On MAC, readelf Objdump can be replaced with Greadelf Gobjump

Elf file format

Each ELF file consists of an ELF header and file data. These data include

  • A program header table describing zero or more memory segments
  • Section header table describing zero or more section blocks
  • Data that has a program header table or section header table reference

ELF files are involved in the connection and execution of programs, so you can look at the format of ELF files specifically from the link-file and executable perspectives, respectively

  • If used for compilation and linking, the compiler and linker treat the ELF file as a collection of sections described by an optional program header table
  • If used for load execution, the loader treats the ELF file as a collection of segments described by the program header table. A segment may contain multiple sections, with an optional section header table
  • If the file is shared, it contains both

See the detailed elf file structure for detailswikiAnd the definition of ELF structure in LLVMelf.h

Dynamic link

To solve the problem of wasting static link space and making it difficult to update programs, program modules are often separated into separate files rather than statically linked together. Dynamic library can be understood as a collection of object files. At runtime, dynamic library functions are inserted into executable files by linking them in memory.

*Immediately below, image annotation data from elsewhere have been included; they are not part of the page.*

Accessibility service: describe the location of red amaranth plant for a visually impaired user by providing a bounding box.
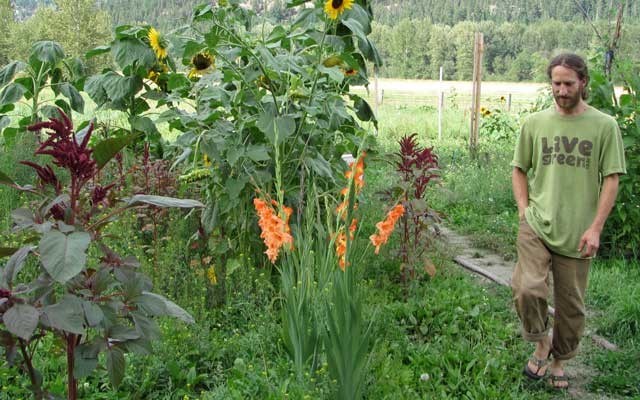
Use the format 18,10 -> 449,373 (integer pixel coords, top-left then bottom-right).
396,133 -> 438,199
0,110 -> 203,399
395,133 -> 439,282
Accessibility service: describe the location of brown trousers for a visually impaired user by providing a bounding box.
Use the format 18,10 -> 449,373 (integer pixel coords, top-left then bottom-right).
511,218 -> 591,360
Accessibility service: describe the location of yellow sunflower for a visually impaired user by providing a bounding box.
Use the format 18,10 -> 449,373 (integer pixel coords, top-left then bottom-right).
189,51 -> 214,78
342,68 -> 358,76
147,27 -> 167,60
324,0 -> 353,19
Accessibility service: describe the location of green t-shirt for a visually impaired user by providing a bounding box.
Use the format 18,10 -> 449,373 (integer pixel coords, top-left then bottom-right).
511,106 -> 626,258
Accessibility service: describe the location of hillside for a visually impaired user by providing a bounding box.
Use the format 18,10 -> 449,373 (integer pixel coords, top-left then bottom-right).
12,0 -> 640,27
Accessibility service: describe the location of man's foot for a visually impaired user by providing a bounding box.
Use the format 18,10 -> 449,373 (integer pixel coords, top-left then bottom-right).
549,360 -> 569,390
522,336 -> 551,380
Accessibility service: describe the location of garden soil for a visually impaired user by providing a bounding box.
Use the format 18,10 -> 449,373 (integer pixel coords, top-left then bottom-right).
440,226 -> 609,400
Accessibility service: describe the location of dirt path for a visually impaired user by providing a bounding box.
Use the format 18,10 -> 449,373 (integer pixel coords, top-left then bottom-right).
440,226 -> 611,400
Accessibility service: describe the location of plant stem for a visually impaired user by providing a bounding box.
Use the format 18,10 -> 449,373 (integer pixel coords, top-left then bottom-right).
67,334 -> 78,400
18,339 -> 43,400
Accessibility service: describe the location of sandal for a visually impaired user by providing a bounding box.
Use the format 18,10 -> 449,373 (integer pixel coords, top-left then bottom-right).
522,352 -> 551,381
549,374 -> 569,390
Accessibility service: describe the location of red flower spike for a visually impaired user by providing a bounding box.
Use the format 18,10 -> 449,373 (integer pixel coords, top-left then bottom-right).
28,109 -> 98,183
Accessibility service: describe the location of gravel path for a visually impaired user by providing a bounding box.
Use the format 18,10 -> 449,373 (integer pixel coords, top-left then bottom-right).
440,226 -> 611,400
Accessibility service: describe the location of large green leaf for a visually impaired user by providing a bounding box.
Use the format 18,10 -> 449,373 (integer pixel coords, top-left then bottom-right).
31,40 -> 64,64
304,153 -> 333,179
0,61 -> 26,87
127,194 -> 204,208
2,303 -> 40,340
256,110 -> 296,145
111,38 -> 156,70
318,64 -> 344,84
2,246 -> 36,288
351,95 -> 378,128
42,294 -> 85,335
84,74 -> 109,106
73,339 -> 105,379
131,115 -> 160,136
84,46 -> 111,59
244,144 -> 271,162
0,247 -> 20,258
107,346 -> 125,388
93,133 -> 140,169
131,312 -> 161,340
82,300 -> 104,327
0,82 -> 25,106
59,82 -> 84,113
0,171 -> 16,186
345,3 -> 371,35
102,72 -> 143,102
0,114 -> 13,131
38,230 -> 91,283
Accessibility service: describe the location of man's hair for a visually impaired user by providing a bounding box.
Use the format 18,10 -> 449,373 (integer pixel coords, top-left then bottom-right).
547,53 -> 589,100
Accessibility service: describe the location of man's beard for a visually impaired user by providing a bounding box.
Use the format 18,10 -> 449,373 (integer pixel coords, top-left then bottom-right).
553,90 -> 582,111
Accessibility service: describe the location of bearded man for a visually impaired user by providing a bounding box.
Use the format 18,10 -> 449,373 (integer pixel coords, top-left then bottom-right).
511,53 -> 626,389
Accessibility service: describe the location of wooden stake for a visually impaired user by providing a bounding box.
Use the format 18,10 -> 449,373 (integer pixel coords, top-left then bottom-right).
469,32 -> 484,154
438,67 -> 444,140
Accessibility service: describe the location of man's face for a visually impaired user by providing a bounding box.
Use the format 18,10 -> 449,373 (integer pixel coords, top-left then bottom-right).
551,65 -> 586,111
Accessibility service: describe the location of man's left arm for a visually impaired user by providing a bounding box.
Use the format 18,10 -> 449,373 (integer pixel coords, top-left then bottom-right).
578,174 -> 619,258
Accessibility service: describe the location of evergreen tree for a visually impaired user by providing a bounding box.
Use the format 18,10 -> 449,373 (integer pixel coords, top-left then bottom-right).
0,0 -> 14,66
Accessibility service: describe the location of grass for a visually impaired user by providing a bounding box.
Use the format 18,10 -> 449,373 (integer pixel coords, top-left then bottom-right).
0,89 -> 640,400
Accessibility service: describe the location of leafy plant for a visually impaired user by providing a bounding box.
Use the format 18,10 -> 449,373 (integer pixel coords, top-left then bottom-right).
480,107 -> 518,140
0,110 -> 202,399
391,133 -> 440,282
0,40 -> 85,143
589,56 -> 640,258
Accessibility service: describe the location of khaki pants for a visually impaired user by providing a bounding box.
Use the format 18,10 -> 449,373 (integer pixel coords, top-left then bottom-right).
511,218 -> 591,360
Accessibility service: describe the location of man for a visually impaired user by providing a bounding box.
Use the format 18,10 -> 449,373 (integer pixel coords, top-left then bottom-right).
511,54 -> 626,388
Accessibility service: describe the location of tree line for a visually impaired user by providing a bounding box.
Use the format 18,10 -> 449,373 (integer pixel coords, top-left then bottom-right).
371,18 -> 640,81
0,0 -> 640,81
373,0 -> 640,25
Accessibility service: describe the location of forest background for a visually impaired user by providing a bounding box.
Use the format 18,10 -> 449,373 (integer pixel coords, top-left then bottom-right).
0,0 -> 640,82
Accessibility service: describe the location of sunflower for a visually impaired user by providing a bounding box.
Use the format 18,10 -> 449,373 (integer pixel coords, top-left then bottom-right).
342,68 -> 358,76
324,0 -> 353,19
189,51 -> 214,78
147,27 -> 167,60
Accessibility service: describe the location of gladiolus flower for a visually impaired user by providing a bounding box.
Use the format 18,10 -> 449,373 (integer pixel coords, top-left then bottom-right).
253,198 -> 293,264
369,204 -> 404,254
336,151 -> 367,218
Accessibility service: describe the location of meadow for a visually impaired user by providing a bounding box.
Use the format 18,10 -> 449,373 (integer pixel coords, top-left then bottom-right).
0,2 -> 640,400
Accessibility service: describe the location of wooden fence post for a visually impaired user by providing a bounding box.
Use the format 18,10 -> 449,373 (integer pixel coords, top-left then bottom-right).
438,66 -> 444,140
469,32 -> 484,157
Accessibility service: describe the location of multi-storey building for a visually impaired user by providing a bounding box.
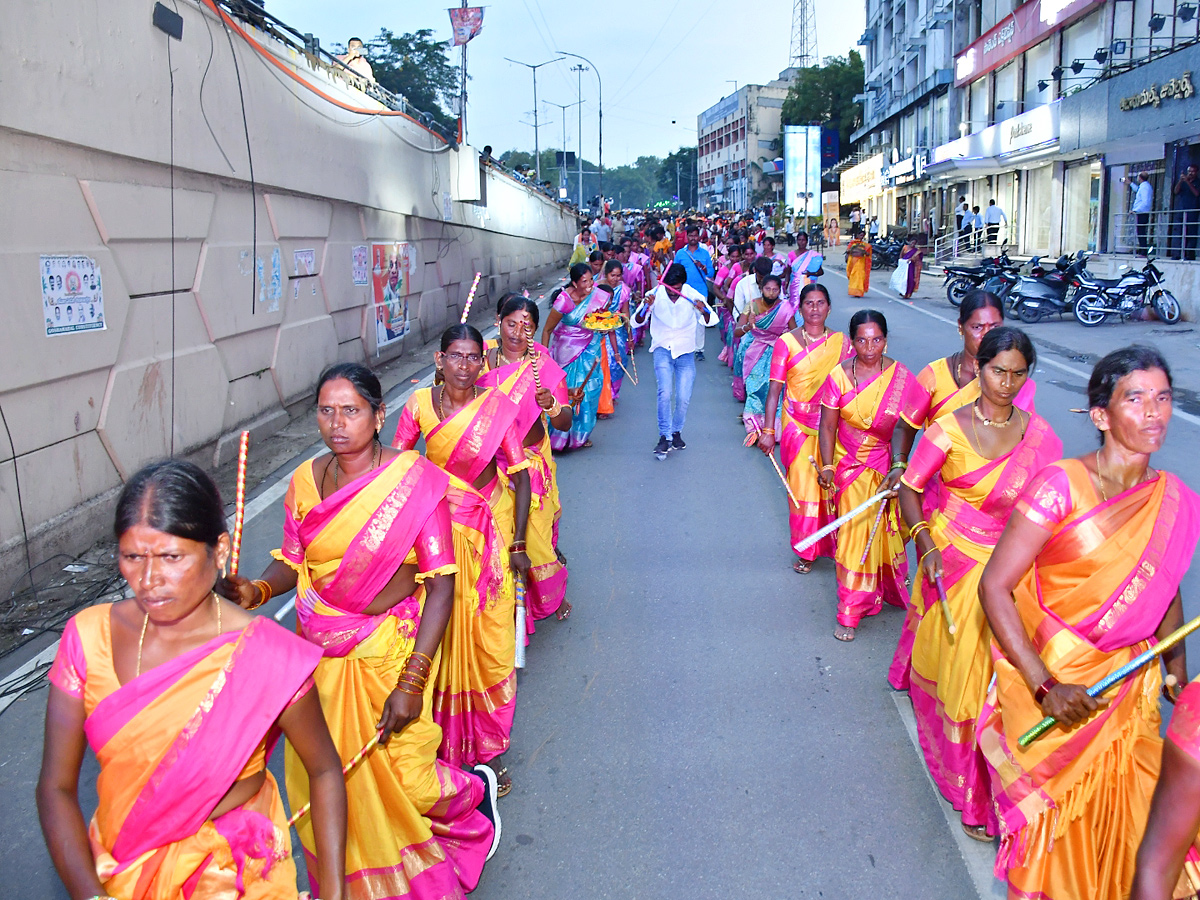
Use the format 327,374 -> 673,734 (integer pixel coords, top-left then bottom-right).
696,68 -> 798,210
851,0 -> 966,232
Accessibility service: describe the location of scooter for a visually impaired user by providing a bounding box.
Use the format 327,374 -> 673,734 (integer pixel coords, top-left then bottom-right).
1075,250 -> 1180,328
1008,250 -> 1088,325
944,248 -> 1016,306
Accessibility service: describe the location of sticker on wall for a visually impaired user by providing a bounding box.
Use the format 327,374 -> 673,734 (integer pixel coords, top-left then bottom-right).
371,241 -> 415,353
350,244 -> 371,287
41,256 -> 108,337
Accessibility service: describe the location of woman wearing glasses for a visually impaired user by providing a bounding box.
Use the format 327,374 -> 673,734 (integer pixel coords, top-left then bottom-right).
394,325 -> 530,794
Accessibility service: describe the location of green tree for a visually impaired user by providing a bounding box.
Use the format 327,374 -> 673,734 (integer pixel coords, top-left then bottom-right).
366,28 -> 460,128
782,50 -> 864,151
658,146 -> 700,209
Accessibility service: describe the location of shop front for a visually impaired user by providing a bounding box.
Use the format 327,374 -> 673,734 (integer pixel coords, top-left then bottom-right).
1062,44 -> 1200,259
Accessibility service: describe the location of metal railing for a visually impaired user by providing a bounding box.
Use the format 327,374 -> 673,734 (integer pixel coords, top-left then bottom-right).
215,0 -> 457,144
934,223 -> 1008,262
1108,209 -> 1200,259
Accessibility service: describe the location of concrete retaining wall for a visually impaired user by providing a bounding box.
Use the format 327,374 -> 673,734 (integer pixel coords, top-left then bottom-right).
0,0 -> 575,570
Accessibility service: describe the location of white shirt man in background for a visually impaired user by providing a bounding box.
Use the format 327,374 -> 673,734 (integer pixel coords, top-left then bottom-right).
631,263 -> 716,460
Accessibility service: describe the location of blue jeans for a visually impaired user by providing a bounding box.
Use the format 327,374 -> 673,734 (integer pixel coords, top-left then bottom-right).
654,347 -> 696,438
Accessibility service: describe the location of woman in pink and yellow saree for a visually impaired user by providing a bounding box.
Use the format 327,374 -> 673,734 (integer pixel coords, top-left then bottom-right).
37,460 -> 346,900
888,326 -> 1062,840
978,347 -> 1200,900
253,364 -> 496,900
478,295 -> 571,634
817,310 -> 917,641
758,284 -> 853,575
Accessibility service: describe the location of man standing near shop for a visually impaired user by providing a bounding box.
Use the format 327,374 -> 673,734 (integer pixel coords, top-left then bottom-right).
1129,172 -> 1154,257
674,222 -> 716,361
1175,166 -> 1200,259
983,198 -> 1008,244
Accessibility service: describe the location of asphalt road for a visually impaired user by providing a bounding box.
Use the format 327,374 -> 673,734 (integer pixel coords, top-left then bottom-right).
0,266 -> 1200,900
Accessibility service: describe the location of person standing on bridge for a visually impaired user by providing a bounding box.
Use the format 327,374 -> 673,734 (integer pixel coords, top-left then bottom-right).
37,460 -> 348,900
817,310 -> 919,641
632,263 -> 716,460
223,362 -> 501,900
900,326 -> 1062,841
978,346 -> 1200,900
758,284 -> 853,575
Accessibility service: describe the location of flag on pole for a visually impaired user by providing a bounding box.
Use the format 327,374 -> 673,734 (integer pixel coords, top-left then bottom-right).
448,6 -> 484,47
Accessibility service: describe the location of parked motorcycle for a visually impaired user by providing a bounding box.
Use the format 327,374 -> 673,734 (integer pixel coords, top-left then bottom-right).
1075,251 -> 1180,328
1008,250 -> 1088,325
944,248 -> 1016,306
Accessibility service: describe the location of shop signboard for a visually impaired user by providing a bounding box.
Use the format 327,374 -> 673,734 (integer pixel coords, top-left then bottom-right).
784,125 -> 821,216
839,154 -> 883,206
954,0 -> 1103,88
929,100 -> 1062,166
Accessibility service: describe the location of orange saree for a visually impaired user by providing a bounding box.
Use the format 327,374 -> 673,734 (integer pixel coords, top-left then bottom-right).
978,460 -> 1200,900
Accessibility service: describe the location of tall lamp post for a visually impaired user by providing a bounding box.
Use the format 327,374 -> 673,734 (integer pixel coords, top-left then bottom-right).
554,50 -> 604,211
504,56 -> 563,185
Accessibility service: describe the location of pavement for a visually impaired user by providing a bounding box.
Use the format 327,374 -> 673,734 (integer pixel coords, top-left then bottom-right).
0,259 -> 1200,900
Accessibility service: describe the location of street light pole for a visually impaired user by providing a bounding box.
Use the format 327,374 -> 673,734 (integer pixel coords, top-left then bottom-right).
554,50 -> 604,203
504,56 -> 563,186
547,100 -> 578,193
571,65 -> 588,212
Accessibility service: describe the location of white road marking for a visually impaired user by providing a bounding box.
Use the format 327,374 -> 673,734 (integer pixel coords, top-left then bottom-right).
832,270 -> 1200,425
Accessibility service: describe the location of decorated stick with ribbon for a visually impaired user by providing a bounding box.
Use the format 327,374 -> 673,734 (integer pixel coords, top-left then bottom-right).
458,272 -> 482,325
934,575 -> 958,635
512,575 -> 526,668
858,500 -> 888,565
1016,616 -> 1200,748
792,491 -> 892,553
229,431 -> 250,575
288,731 -> 383,828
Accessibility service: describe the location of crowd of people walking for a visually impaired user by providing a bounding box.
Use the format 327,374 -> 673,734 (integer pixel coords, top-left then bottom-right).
30,204 -> 1200,900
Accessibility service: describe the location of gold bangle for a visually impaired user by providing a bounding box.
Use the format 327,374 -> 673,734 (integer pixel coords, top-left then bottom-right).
246,578 -> 275,610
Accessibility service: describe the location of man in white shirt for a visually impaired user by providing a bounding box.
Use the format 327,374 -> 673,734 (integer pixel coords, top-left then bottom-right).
631,263 -> 716,460
1129,172 -> 1154,257
983,197 -> 1008,244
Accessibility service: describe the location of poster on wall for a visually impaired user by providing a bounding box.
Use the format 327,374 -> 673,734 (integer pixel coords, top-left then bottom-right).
350,244 -> 371,287
371,242 -> 415,350
41,256 -> 108,337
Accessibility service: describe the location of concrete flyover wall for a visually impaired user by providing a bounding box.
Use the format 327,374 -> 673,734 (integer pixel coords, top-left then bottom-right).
0,0 -> 575,571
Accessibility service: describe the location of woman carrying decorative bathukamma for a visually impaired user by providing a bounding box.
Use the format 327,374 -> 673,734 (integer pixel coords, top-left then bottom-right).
479,296 -> 571,634
978,347 -> 1200,900
817,310 -> 918,641
758,284 -> 853,575
541,263 -> 611,452
37,460 -> 348,900
226,362 -> 499,900
392,325 -> 530,797
733,271 -> 799,446
898,326 -> 1062,840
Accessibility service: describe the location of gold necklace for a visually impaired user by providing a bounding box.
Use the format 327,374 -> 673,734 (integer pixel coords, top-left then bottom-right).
438,384 -> 479,421
133,592 -> 224,678
850,356 -> 883,428
334,434 -> 383,491
971,400 -> 1016,428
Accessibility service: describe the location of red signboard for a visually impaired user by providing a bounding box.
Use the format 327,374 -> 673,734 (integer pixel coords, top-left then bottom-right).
954,0 -> 1104,88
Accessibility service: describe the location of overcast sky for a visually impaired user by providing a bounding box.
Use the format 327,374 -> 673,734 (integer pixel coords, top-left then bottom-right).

And dynamic libraries are loaded into memory only once. Once a dynamic library is loaded into memory, its code can be used by any program that needs it.

The specific process of dynamic linking

For details on the Dynamic Linking process, see Dynamic Linking

GOT 、PLT

.got (Global Offset Table)

The GLOBAL offset table is located in the data segment and is used to record the address map of external symbols referenced in code. The symbols here include variables, functions, etc.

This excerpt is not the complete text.